I have "YYYY-MM-DD HH:MM:SS.QQ ERROR" in my splunk logs. Now I want to search for similar date pattern along with Status like "2021-Apr-08 23:08:23.498 ERROR" in my splunk logs and create alert if the ERROR tag comes next to the date. These date are changeable and are generated at run time.
Can any one suggest me how to check for Date time format along with Status in splunk query.
In the title you mentioned Amazon Web Services. If your events are actual AWS log data, you could install the Splunk Add-on for Amazon Web Services: https://splunkbase.splunk.com/app/1876/
The add-on comes with a lot of field extractions. After installing the add-on, all you need to do is have a look at your events to find out the correct field name for the status text and then search for status=ERROR.
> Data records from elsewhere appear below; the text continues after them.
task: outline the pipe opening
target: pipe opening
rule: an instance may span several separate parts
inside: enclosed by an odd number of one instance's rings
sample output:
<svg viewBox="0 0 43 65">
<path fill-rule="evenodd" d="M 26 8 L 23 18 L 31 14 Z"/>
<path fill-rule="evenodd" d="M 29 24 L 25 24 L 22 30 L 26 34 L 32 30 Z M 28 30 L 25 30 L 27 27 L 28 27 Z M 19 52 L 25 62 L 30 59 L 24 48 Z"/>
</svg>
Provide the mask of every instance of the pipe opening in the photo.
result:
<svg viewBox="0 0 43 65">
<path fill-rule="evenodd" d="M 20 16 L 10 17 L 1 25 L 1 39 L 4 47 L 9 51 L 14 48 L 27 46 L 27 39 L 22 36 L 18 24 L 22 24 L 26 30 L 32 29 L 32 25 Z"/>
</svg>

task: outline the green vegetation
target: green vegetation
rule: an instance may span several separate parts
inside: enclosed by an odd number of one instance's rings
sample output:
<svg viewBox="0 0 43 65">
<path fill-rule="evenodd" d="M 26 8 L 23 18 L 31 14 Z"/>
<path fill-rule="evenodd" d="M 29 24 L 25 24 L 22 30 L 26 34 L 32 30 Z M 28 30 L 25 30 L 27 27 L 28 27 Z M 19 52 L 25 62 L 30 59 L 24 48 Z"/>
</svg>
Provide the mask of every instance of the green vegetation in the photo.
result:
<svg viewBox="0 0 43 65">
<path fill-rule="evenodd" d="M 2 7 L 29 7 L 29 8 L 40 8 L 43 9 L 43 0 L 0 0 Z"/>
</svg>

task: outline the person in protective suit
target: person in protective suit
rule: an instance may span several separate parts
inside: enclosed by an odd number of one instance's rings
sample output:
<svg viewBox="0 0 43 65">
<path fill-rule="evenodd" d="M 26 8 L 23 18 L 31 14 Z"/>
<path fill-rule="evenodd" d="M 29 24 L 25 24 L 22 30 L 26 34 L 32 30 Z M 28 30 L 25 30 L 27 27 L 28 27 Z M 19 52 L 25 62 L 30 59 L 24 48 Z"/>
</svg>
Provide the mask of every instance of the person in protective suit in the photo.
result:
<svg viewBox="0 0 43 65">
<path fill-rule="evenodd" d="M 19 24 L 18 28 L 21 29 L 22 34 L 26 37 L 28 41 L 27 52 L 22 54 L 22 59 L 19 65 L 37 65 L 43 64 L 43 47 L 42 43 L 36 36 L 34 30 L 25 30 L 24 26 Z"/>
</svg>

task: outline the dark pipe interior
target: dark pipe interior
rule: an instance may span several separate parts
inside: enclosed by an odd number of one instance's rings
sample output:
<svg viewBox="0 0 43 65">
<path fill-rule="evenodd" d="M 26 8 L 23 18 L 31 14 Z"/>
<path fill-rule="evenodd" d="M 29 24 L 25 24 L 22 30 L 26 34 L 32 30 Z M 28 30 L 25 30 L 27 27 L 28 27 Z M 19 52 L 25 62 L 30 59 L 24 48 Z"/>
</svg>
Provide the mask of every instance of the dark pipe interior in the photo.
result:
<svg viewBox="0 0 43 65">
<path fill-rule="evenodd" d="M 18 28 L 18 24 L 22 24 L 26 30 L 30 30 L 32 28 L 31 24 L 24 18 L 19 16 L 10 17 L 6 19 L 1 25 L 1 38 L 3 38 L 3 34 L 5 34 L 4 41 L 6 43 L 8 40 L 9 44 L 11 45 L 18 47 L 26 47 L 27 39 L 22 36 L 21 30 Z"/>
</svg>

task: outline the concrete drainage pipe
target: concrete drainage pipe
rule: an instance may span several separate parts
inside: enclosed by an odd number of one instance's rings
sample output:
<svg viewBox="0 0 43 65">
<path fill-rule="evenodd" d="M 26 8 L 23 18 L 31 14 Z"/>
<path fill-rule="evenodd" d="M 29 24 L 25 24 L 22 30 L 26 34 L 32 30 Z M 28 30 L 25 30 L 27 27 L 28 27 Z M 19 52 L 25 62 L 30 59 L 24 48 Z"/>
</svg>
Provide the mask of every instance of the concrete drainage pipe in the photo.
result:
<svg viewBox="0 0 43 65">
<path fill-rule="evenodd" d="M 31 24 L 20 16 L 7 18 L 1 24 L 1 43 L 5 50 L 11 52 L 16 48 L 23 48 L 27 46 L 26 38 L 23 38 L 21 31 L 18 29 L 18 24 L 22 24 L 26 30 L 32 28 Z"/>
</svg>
Alternatively, you can create the field extraction yourself. This regular expression should do:
(?<date>\d\d\d\d-\w+-\d\d\s+\d\d:\d\d:\d\d\.\d\d\d)\s+(?<status>\w+)
You can test it here: https://regex101.com/r/pVg1Pm/1
Now use Splunk's rex command to do the field extraction at search time:
To have the field extraction done automatically, you can add new field extractions via Settings / Fields / Field extractions.